As I already mentioned, I ended up rebuilding the system with SmartOS. SmartOS is not a general purpose distro. Rather, it strives to be a hypervisor with utilities that make guest management trivial. Guests can either be zones, or KVM-powered virtual machines. Here are the major changes from the OpenIndiana setup.
Storage — pools
SmartOS is one of those distros you do not install. It always netboots, boots from a USB stick or a CD. As a result, you do not need a system drive. This immediately obsoleted the two laptop drives. Conveniently, around the same time, Holly’s laptop suffered from a disk failure so Isis got to donate one of the unused 2.5" system disks.
SmartOS calls its data pool “zones”, which took a little bit of getting used to. There’s a way to import other pools, but wanted to keep the settings as vanilla as possible.
At some point, I threw in a Intel 160 GB SSD to use for L2ARC and ZIL.
Here’s what the pool looks like:
# zpool status
status: Some supported features are not enabled on the pool. The pool can
still be used, but some features are unavailable.
action: Enable all features using 'zpool upgrade'. Once this is done,
the pool may no longer be accessible by software that does not
the features. See zpool-features(5) for details.
scan: scrub repaired 0 in 2h59m with 0 errors on Sun Jan 13 08:37:37 2013
NAME STATE READ WRITE CKSUM
zones ONLINE 0 0 0
mirror-0 ONLINE 0 0 0
c1t5d0 ONLINE 0 0 0
c1t4d0 ONLINE 0 0 0
c1t3d0 ONLINE 0 0 0
c1t1d0s0 ONLINE 0 0 0
c1t1d0s1 ONLINE 0 0 0
errors: No known data errors
In case you are wondering about the features related status message, I created the zones pool way back when Illumos (and therefore SmartOS) had only two ZFS features. Since then, Illumos added one and Joyent added one to SmartOS.
# zpool get all zones | /usr/xpg4/bin/grep -E '(PROP|feature)'
NAME PROPERTY VALUE SOURCE
zones feature@async_destroy enabled local
zones feature@empty_bpobj active local
zones feature@lz4_compress disabled local
zones feature@filesystem_limits disabled local
I haven’t experimented with either enough to enable it on a production system I rely on so much.
Storage — deduplication & compression
The rebuild gave me a chance to start with a clean slate.
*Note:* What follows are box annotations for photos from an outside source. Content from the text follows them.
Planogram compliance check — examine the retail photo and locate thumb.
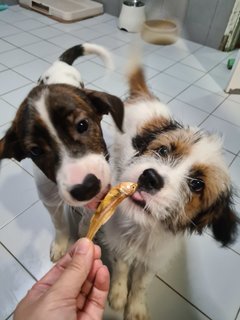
[50,238,94,298]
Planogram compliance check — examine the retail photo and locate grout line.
[156,275,212,320]
[5,311,14,320]
[0,241,38,281]
[234,307,240,320]
[0,199,40,231]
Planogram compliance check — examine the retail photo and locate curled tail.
[59,42,114,70]
[126,47,152,97]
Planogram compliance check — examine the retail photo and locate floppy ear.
[189,191,240,246]
[211,203,240,246]
[0,122,25,161]
[84,89,124,131]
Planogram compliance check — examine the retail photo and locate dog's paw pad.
[50,241,69,262]
[124,303,150,320]
[108,283,128,311]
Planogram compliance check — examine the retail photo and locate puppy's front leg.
[124,265,154,320]
[45,204,70,262]
[108,258,129,310]
[33,164,70,262]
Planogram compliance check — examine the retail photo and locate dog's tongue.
[131,191,144,201]
[85,185,111,210]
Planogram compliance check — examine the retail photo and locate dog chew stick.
[86,182,137,240]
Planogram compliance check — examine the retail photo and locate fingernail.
[75,238,91,254]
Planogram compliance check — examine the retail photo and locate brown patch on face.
[46,85,107,157]
[181,164,230,231]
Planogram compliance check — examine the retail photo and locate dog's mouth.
[85,184,111,210]
[130,191,146,208]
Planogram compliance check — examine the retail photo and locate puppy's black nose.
[70,174,101,201]
[138,168,164,191]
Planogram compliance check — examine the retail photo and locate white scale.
[19,0,103,22]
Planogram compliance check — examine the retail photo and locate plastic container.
[118,1,146,32]
[19,0,103,22]
[141,20,178,45]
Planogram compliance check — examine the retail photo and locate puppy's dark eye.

Specifically, it gave me a chance to get rid off the dedup table. (The dedup table, DDT, is built as writes happen to the filesystem with dedup enabled.) Data deduplication relies on some form of data structure (the most trivial one is a hash table) that maps the hash of the data to the data. In ZFS, the DDT maps the SHA-256 of the block to the block address.
The reason I stopped using dedup on my systems was pretty straight forward (and not specific to ZFS). Every entry in the DDT has an overhead. So, ideally, every entry in the DDT is referenced at least twice. If a block is referenced only once, then one would be better off without the block taking up an entry in the DDT. Additionally, every time a reference is taken or released, the DDT needs to be updated. This causes very nasty random I/O under which spinning disks want to weep. It turns out, that a “normal” user will have mostly unique data rendering deduplication impractical.
That’s why I stopped using dedup. Instead, I became convinced that most of the time light compression is the way to go. Lightly compressing the data will result in I/O bandwidth savings as well as capacity savings with little overhead given today’s processor speeds versus I/O latencies. Since I haven’t had time to experiment with the recently integrated LZ4, I still use LZJB.